New york/Bloomberg. Geldmarktfonds bieten Privatanlegern die Gelegenheit, an einem äußerst sicheren und liquiden Markt mitzumischen. Am Geldmarkt parken institutionelle Investoren – also Versicherungen, Banken oder die öffentliche Hand – kurzfristig Geld. Wegen der kurzen Laufzeit der Verbindlichkeiten hält sich das Risiko in Grenzen. Die Zinsen sind dementsprechend niedrig, aber immer noch höher als am Tagesgeldkonto.

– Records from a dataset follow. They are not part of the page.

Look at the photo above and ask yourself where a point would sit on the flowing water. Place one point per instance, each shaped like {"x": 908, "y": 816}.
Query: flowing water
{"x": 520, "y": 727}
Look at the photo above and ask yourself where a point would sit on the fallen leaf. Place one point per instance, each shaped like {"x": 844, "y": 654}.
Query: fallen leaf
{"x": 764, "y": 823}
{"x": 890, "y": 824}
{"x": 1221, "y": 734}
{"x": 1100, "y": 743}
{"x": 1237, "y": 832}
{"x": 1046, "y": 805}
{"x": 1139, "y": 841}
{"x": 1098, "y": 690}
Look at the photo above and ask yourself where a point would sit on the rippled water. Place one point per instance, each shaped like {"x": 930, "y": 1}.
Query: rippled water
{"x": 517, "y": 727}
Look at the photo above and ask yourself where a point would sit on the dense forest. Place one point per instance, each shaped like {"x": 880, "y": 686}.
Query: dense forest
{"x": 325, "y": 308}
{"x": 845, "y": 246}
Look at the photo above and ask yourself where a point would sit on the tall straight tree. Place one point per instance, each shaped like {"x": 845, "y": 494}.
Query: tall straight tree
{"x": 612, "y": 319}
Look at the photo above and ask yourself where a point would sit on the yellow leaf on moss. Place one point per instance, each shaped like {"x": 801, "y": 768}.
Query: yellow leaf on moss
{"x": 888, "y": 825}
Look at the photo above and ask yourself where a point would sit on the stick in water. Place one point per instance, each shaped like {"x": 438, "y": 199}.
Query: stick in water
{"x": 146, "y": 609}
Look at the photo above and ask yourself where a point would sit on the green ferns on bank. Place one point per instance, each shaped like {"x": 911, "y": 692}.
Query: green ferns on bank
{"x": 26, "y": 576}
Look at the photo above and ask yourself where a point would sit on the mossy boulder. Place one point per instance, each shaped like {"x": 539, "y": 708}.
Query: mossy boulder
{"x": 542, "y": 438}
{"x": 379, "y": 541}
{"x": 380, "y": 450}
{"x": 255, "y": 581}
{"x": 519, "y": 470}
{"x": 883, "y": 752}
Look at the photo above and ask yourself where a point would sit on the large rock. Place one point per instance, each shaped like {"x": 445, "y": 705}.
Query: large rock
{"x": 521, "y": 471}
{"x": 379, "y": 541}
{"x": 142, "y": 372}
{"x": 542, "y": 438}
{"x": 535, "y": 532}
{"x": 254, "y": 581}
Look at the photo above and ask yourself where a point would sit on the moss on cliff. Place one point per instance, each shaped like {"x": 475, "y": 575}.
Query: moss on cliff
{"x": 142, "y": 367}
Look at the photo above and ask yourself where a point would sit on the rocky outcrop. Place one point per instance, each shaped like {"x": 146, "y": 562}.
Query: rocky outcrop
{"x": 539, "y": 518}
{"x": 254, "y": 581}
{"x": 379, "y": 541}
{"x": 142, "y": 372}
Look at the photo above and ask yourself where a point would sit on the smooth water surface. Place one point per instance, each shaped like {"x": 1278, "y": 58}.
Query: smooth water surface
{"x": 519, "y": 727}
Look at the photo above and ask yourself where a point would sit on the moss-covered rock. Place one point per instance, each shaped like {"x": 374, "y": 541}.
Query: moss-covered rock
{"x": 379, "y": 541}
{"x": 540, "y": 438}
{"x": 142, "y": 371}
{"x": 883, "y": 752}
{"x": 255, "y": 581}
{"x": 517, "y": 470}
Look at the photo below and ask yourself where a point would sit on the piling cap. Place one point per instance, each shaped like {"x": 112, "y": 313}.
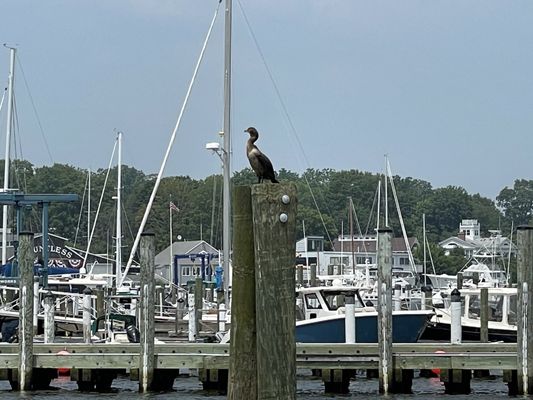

Im aktuellen Umfeld kommen die Fonds aber schwer in die Bredouille. Kurzfristige Schuldverschreibungen von sicheren Staaten wie Deutschland rentieren teilweise negativ. Das heißt, die Fondsmanager kassieren keine Zinsen, sondern müssen dafür bezahlen, die Papiere zu halten. Dies ist der Preis dafür, sein Geld sicher geparkt zu wissen.
Mehr Risiko gegen Niedrigzins
Um dennoch eine Rendite zu erzielen, verlängern einige Fonds die Laufzeiten ihrer Papiere. Das bedeutet freilich auch etwas höheres Risiko. Andere Fonds aus der Eurozone setzen auf skandinavische und japanische Bankanleihen. Um Kunden bei der Stange zu halten, senkt die Fondsgesellschaft Northern Trust auch ihre Gebühren – diese hatten die schmalen Erträge zuvor aufgefressen.
JP Morgan hat aus einem Mangel an sicheren Investments bereits Neukunden abgewiesen. Blackrock und Goldman Sachs sind dazu übergegangen, Fonds zu schließen. Dass sich die Probleme in nächster Zeit erübrigen, ist nämlich unwahrscheinlich.